Im Osten der Demokratischen Republik Kongo attackieren Anwohner ein Bestattungsteam und zwingen es, einen Sarg zurückzulassen, während elf Patienten aus Isolierstationen fliehen – ein Rückschlag im Kampf gegen den gefährlichen Bundibugyo-Stamm.

Geopolitik5 Quellen3 Sprachen2 Min.
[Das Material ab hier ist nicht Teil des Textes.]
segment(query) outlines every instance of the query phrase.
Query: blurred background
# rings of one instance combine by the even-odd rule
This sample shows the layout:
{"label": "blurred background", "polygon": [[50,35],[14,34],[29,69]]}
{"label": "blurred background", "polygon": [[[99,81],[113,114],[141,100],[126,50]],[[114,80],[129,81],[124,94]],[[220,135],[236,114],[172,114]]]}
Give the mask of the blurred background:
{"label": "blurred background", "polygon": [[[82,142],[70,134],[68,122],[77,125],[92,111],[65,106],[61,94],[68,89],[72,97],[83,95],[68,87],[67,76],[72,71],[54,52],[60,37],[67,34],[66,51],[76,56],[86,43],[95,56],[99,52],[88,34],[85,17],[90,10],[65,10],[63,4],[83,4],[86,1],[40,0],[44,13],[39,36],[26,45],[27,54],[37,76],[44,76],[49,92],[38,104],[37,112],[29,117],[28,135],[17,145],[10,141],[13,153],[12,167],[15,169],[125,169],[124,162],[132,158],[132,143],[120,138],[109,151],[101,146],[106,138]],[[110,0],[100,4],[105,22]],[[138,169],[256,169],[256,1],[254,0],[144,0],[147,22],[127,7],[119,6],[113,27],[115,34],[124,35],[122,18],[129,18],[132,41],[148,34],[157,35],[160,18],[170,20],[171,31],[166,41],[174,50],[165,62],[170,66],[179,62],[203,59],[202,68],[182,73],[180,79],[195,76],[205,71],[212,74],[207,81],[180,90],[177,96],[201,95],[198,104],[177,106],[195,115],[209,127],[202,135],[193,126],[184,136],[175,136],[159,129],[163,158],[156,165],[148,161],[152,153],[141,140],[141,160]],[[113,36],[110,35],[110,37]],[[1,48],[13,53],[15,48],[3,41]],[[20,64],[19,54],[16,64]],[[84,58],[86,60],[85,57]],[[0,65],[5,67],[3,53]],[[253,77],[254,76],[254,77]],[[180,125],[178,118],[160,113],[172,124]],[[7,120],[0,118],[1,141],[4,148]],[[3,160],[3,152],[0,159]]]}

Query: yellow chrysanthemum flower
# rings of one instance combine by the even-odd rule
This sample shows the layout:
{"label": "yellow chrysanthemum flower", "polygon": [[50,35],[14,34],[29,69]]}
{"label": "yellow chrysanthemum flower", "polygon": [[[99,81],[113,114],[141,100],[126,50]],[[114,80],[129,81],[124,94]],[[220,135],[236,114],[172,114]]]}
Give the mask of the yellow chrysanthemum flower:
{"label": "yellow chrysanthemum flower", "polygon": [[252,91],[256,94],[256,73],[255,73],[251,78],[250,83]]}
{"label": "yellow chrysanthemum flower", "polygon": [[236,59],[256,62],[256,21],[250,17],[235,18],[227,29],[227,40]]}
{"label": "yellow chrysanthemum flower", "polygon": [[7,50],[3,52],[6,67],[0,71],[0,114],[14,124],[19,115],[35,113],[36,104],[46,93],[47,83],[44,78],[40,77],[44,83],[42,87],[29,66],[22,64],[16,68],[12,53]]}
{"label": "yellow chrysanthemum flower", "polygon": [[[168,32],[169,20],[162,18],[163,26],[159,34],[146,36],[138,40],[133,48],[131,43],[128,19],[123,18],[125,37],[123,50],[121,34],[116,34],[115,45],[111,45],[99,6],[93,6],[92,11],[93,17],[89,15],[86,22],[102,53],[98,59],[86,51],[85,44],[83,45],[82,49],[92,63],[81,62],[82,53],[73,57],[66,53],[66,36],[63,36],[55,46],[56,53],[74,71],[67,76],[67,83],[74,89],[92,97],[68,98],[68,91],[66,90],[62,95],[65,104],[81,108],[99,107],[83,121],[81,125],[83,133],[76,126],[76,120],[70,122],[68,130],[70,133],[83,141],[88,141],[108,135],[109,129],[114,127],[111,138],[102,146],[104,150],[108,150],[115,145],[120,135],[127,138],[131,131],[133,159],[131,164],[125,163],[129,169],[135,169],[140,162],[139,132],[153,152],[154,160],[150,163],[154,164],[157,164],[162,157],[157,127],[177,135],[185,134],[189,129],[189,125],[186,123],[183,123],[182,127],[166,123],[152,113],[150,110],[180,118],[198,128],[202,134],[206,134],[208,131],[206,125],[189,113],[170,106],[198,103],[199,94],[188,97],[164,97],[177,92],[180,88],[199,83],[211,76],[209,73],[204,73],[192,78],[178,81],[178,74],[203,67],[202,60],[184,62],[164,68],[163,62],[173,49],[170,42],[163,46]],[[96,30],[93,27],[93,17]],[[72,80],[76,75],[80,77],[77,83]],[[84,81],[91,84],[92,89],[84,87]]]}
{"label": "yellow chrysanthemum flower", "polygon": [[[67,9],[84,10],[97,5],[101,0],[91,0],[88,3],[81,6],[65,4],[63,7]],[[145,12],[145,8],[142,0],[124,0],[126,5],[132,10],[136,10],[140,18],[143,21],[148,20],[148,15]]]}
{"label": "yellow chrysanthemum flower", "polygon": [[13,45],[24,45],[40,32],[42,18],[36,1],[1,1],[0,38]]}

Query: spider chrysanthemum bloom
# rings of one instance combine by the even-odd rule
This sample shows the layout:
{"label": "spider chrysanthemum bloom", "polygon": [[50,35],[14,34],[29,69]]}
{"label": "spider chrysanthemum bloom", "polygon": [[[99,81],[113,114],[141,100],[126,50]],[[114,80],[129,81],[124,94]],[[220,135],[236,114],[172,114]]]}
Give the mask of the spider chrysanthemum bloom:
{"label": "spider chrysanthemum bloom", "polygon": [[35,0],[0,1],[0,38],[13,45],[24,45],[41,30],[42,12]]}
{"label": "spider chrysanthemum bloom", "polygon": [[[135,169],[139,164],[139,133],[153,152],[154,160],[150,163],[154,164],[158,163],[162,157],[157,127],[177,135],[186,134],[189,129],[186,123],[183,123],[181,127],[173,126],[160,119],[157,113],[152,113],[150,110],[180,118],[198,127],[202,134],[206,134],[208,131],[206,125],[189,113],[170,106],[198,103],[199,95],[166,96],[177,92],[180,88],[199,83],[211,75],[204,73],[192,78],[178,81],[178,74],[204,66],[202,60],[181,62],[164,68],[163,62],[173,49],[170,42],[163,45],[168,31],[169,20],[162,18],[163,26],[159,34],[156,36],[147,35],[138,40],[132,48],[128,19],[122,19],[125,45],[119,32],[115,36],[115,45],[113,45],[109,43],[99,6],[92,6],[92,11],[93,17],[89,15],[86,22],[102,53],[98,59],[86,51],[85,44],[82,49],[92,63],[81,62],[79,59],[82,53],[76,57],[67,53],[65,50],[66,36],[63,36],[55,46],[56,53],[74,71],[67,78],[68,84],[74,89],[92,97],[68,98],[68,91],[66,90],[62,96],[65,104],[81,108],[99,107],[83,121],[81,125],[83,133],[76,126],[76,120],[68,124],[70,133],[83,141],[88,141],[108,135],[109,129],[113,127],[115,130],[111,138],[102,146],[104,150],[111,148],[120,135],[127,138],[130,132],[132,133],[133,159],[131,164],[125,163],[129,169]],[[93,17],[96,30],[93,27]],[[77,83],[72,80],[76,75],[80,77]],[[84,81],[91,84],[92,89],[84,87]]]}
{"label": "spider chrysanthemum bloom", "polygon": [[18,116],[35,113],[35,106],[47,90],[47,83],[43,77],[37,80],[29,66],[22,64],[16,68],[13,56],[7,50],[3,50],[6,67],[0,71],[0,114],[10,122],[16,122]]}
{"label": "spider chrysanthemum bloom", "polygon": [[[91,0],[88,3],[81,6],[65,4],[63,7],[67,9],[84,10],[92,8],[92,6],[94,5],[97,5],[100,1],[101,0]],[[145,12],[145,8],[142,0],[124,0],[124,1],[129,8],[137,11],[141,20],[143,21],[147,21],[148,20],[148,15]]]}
LesezeitAkt. 13:40

Die Ebola-Epidemie im Osten der Demokratischen Republik Kongo hat eine gefährliche Wendung genommen. In der Provinz Süd-Kivu wurde ein Team, das eine sichere Bestattung eines Ebola-Opfers durchführen wollte, in der Stadt Katana angegriffen. Die Helfer mussten den Sarg zurücklassen, woraufhin Gemeindemitglieder den hochinfektiösen Leichnam berührten – ein Vorfall, der nach Warnung von Gesundheitsexperten neue Übertragungsketten auslösen könnte. Gleichzeitig breitete sich der Ausbruch auf die Gesundheitszone Rimba in der Provinz Ituri aus, womit nun landesweit 25 Zonen betroffen sind.

Die Sicherheitslage bleibt prekär. In Ituri, dem Epizentrum der Seuche, flohen mindestens elf Patienten aus Isolationsstätten. Russische Medien berichten zudem von mehreren Brandanschlägen auf Behandlungszelte, die von Angehörigen verübt wurden, die die Herausgabe der Leichen ihrer Toten forderten. Bei einem der Brände starb ein schwerkranker Patient, und 18 weitere Infizierte konnten entkommen. Bewaffnete Gruppen, die in der Region operieren, schränken den Zugang für humanitäre Helfer weiter stark ein.

Medizinisch stellt der Ausbruch die Helfer vor besondere Probleme. Es handelt sich um den sogenannten Bundibugyo-Stamm des Ebola-Virus, gegen den es weder einen zugelassenen Impfstoff noch ein spezifisches Medikament gibt. Proben zur Bestätigung müssen über 1700 Kilometer auf schlechten Straßen in das einzige Labor in Kinshasa transportiert werden. Die Weltgesundheitsorganisation (WHO) schätzt, dass ein Impfstoff frühestens in sechs bis neun Monaten verfügbar sein wird. Die Sterblichkeitsrate liegt bei bis zu 50 Prozent.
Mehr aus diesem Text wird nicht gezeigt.